PDF Search in SharePoint


SharePoint Search! This is not a new topic at all but is certainly the most important area to be explored in SharePoint. Microsoft boasts about SharePoint's search functionality as one of the best in the world. SharePoint uses full text searching in order to retrieve relevant information from a number of documents. Search works quite well when it comes to the most popular formats like doc, txt, htm, xls, and ppt but fails in the case of mht, aspx, asp, etc. PDF is not supported by default and one has to install the iFilter that can be downloaded from the Adobe site. Install the filter, tweak your configuration files and within minutes, you will be able to index and search PDF documents. Here are some links that show how to enable PDF searching in SharePoint:

http://support.microsoft.com/?id=555209

http://support.microsoft.com/default.aspx?scid=kb;EN-US;832809

You will notice that the link shown in the above article takes you to the Adobe site where you can download iFilter v5.0. For your information, Adobe has release iFilter v6.0 as well, which is available for downloading. You can download it here:

http://www.adobe.com/support/downloads/detail.jsp?ftpID=2611

These filters help you index Adobe PDF documents with Microsoft Indexing clients. This allows the user to easily search for text with in the PDF documents.

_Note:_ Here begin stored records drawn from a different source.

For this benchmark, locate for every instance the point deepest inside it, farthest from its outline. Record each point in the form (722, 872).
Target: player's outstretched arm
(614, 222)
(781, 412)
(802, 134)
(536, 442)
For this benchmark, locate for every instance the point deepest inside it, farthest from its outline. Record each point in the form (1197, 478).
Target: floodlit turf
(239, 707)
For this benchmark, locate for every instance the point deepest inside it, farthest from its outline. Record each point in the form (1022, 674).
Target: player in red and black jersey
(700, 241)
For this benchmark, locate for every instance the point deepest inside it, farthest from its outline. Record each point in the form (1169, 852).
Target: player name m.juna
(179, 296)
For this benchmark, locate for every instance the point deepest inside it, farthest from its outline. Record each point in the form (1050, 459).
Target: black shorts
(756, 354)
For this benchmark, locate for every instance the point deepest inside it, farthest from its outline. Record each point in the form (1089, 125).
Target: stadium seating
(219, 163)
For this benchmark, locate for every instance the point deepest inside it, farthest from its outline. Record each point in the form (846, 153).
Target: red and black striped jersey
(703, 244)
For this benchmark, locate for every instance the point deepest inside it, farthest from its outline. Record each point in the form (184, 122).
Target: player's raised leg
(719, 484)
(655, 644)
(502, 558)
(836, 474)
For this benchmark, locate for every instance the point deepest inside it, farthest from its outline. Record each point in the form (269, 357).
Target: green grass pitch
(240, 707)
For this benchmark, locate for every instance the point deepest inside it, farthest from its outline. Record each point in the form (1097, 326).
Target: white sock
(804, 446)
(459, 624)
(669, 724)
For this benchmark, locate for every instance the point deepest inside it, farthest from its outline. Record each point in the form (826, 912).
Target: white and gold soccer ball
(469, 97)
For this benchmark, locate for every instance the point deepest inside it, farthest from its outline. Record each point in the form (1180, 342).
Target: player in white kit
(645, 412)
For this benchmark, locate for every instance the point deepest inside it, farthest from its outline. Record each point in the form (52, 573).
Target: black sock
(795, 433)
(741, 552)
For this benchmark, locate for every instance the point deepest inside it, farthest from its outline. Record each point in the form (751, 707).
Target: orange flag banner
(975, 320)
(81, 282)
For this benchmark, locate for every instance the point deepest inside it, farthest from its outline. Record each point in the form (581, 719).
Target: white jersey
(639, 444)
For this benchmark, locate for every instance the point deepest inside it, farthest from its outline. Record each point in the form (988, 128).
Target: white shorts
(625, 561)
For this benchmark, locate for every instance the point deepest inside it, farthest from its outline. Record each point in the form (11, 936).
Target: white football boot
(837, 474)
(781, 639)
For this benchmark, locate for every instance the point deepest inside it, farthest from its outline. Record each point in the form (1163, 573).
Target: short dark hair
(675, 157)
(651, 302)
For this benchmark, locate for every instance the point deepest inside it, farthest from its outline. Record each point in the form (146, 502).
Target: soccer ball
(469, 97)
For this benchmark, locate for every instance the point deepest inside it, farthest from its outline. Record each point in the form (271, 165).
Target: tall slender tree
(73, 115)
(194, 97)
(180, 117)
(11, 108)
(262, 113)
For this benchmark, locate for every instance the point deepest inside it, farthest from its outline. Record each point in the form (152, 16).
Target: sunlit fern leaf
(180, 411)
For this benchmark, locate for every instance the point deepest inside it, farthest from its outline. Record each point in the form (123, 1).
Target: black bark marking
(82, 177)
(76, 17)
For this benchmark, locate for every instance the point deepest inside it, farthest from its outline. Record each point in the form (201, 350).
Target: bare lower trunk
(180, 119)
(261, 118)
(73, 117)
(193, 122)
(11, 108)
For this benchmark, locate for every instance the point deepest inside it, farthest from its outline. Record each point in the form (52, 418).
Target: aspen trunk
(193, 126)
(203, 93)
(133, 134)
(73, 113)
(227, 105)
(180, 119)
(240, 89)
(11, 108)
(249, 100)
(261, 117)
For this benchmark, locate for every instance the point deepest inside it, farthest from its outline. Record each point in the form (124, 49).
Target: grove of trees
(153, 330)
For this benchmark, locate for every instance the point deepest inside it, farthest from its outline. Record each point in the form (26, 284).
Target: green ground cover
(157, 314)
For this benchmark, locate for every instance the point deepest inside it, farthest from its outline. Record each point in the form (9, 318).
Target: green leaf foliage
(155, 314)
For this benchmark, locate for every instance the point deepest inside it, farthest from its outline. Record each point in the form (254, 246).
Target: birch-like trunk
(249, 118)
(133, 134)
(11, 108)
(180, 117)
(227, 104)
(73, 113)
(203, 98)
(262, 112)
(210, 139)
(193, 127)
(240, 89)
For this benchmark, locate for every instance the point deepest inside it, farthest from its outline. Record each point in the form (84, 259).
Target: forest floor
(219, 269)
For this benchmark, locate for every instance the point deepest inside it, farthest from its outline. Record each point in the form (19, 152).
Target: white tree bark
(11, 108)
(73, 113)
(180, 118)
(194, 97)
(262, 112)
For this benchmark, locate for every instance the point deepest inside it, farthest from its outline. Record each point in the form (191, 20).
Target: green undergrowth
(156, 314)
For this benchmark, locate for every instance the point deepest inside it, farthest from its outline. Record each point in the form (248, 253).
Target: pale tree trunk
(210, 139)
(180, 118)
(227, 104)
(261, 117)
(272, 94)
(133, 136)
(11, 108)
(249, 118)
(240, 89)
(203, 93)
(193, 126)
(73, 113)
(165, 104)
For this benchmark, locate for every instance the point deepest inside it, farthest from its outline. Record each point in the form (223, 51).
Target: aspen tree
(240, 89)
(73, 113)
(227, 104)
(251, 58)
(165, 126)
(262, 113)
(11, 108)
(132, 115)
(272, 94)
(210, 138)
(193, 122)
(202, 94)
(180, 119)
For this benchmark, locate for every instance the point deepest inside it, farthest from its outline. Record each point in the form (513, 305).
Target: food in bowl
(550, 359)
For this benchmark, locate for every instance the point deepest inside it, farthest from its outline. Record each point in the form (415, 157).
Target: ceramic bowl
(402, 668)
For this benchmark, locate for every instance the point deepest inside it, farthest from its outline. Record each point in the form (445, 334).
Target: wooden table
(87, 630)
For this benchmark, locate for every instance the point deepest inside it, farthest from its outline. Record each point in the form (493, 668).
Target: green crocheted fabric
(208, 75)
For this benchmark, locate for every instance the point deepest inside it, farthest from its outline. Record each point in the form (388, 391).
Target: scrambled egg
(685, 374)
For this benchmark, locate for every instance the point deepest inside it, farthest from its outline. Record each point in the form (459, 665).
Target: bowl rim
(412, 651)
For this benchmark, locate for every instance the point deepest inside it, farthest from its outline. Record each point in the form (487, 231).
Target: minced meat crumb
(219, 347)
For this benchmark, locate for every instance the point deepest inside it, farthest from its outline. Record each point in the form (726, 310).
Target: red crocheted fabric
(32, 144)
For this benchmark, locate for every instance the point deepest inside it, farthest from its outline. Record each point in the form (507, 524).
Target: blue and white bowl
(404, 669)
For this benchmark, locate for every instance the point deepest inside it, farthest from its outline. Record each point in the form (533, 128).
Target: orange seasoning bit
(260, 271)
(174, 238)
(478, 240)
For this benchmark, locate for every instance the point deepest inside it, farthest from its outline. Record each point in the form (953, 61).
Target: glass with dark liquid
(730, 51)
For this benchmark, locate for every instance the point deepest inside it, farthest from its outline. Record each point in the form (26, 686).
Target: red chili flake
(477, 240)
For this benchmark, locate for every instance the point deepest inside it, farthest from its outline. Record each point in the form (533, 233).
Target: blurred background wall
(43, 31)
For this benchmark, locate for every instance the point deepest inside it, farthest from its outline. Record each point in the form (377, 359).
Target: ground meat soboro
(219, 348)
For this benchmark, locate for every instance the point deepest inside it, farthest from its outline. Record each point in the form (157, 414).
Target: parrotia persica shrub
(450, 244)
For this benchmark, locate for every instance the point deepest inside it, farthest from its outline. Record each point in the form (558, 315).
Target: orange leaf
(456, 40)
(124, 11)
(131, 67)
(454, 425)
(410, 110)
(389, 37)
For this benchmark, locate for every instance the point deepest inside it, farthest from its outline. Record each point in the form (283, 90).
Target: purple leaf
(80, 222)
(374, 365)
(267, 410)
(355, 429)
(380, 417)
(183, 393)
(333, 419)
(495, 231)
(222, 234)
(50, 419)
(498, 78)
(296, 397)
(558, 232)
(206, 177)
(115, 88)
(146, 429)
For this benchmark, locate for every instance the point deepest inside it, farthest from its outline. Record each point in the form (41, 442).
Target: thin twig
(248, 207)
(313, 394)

Theoretically, SharePoint searches following document types:

  • ascx - ascx document
  • asp - asp document
  • aspx - aspx document
  • doc - Microsoft Word Document
  • dot - Microsoft Word Template
  • eml - Internet E-Mail Message
  • exch - exch document
  • htm - HTML Document
  • html - HTML Document
  • jhtml - jhtml document
  • jsp - jsp document
  • mht - MHTML Document
  • mhtml - MHTML Document
  • nsf - nsf document
  • odc - Microsoft Office Data Connection
  • ppt - Microsoft PowerPoint Presentation
  • pub - Microsoft Office Publisher Document
  • tif - Microsoft Office Document Imaging File
  • tiff - Microsoft Office Document Imaging File
  • txt - Text Document
  • url - Internet Shortcut
  • vdx - vdx document
  • vsd - vsd document
  • vss - vss document
  • vst - vst document
  • vsx - vsx document
  • vtx - vtx document
  • xls - Microsoft Excel Worksheet
  • xml - XML Document

Practically, not all documents are returned in the results even if you provided correct keywords. Please read this great article from Bil Simser:

http://weblogs.asp.net/bsimser/archive/2004/10/06/238787.aspx

Things to remember:

  1. Restart your IIS after adding a new iFilter. You don't need to restart your machine.
  2. iFilter must be installed on the machine where your SQL Server is and not on the machine where your SharePoint front end is installed.